In The Nightmare We Stay

Примечание

1. Пост-канон концовки "Начало детства".

2. Есть теория, согласно которой Гилберт мог быть охотником в первое время по приезду в Ярнам. Скорее всего - нет, но здесь мы допускаем, что да.

Stay with me awhile

Rise above the vile

Name my final rest

Poured into my chest


Opeth — Harvest



— Если… — Гилберт не договорил — умолк, захлебнувшись кашлем, и болезненно согнулся. Охотник чувствовал, как содрогнулось его тело, вздрогнул сам, но — так и не открыл глаз.

И — ничего не сказал.

Голова Охотника лежала у Гилберта на коленях. Сам Гилберт сидел в кресле-коляске, как и всегда, — чуть наклонившись, подперев подбородок ладонью и привычно глядя на занавешенное окно.

Он почти не удивился, когда Охотник устроился прямо на полу, у него в ногах, только — убрал книгу с колен.

Кажется, усмехнулся.


«Будь, как дома».


Охотник беззвучно улыбнулся в ответ — такое в Ярнаме говорили нечасто, а на его памяти — вообще никогда. И совсем неважно, что Гилберт был вовсе не из Ярнама.

Они сидели в темноте: свечу для чтения Гилберт давно задул, и теперь рассеянно поглаживал книжные страницы, даже не пытаясь их читать. Охотник — слушал.

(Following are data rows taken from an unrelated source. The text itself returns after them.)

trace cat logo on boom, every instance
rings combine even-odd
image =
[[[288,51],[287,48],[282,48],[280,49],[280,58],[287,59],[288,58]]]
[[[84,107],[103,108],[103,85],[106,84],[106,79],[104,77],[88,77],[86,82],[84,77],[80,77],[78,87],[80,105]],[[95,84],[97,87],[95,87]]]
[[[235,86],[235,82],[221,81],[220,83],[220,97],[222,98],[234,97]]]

Сейчас, во тьме и молчании, его странный мир сжался до бумажного шороха, до острых колен, до сорочки под щекой и до тихого, хриплого кашля.

Гилберт молчал.

Охотник — слушал.

Как и всегда, слушал.


— Когда Охота закончится и наступит рассвет — что будешь делать?


Упорно спрашивая снова, Гилберт сменил обреченное «если» на уверенное «когда». Его «когда» — жёсткое и злое, мстительное. Таких интонаций в голосе Гилберта Охотник ещё не слышал, и сейчас они жгли кровь в венах.

Странно.

Страшно.

Такие человеческие чувства — которые ему, вообще-то, уже не подходят…


— Уедешь отсюда, Добрый Охотник?


Тот не ответил — только моргнул и едва заметно качнул головой, — словно не знал, что ему делать и как жить без вечной ярнамской Охоты.

Вдохнул.

Пальцы Гилберта, — дрожащие, тонко-сухие, — вплелись ему в волосы, и выдох сорвался.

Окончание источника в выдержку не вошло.